Benitez criticizes plan for overseas matches
Benitez followed the presidents of FIFA and UEFA in voicing strong opposition to the "international round."Updated: Feb 15, 2008 21:10 IST
Liverpool manager Rafa Benitez and chief executive Rick Parry have both expressed concern over Premier League proposals to add an extra overseas game to the English season.
Benitez followed the presidents of FIFA and UEFA, Manchester United manager Alex Ferguson and Arsenal's Arsene Wenger in voicing strong opposition to the "international round." Parry said Friday that the plan was not the club's biggest concern.
"We should consider any new proposal on its merits, but this has never been on Liverpool's club agenda," Parry said Friday. "Our goal remains to build a bigger stadium in Liverpool to enable more of our supporters to watch us play there."
The round of matches would be in addition to the traditional 38 home-and-away games each of the clubs currently plays, and Premier League chief executive Richard Scudamore has claimed that it would help make the competition more popular.
The pair's comments run contrary to Scudamore's claim this week that the 20 Premier League clubs still wanted to look into the proposal to see if it was viable.
"I don't have an issue with the idea being taken forward for further discussion, but it's vital that the Premier League listen to key people both here and abroad," Parry said. "And the reaction so far has been a negative one in many ways."
Benitez has followed many contemporaries, foreign federations and fans groups in criticizing the idea, dubbed "The 39th Step" by British newspapers.
"If you can change the league to improve it then that's OK, but in this case it's just about money," Benitez said. "You can organize a tournament between the top four in Hong Kong if you wanted money."

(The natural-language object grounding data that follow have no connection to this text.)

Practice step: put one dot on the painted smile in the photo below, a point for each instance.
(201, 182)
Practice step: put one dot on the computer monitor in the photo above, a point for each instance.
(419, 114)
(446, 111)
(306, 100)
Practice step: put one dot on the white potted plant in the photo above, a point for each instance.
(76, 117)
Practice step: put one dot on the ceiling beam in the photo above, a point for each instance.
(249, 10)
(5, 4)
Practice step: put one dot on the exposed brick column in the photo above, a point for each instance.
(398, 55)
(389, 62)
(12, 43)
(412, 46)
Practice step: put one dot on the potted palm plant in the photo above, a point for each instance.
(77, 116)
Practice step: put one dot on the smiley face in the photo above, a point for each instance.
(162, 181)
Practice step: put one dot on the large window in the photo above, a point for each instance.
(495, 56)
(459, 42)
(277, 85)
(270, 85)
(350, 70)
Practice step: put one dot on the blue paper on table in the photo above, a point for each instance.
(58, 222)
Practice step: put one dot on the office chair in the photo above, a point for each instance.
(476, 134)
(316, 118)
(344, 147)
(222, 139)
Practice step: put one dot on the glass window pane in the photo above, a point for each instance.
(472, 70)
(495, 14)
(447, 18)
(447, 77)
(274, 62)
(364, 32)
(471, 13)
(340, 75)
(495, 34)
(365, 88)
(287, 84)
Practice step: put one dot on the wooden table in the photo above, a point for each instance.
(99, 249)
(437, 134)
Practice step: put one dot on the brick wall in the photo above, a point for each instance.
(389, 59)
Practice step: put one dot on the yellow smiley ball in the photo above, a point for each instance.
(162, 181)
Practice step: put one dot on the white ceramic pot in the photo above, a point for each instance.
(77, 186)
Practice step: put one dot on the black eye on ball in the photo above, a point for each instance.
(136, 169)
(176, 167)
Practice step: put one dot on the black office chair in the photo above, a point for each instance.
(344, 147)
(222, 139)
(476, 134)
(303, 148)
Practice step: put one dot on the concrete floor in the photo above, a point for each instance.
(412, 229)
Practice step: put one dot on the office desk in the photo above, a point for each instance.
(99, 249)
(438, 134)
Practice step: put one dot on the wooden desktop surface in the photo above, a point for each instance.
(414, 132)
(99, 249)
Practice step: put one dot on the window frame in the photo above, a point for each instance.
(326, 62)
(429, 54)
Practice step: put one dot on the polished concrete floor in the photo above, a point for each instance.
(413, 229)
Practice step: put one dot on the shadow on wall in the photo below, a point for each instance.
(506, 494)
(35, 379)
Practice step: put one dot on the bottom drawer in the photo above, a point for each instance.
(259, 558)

Benitez also criticized the mooted seeding system, which would stop the top five clubs from playing each other, saying that it was unfair.
"He and I have discussed the Premier League's proposal for a 39th game and we both have concerns such a move could damage the integrity of the competition," said Parry, who added that the idea of an extra match conflicted with suggestions that the tournament should have a winter break to reduce demands on players.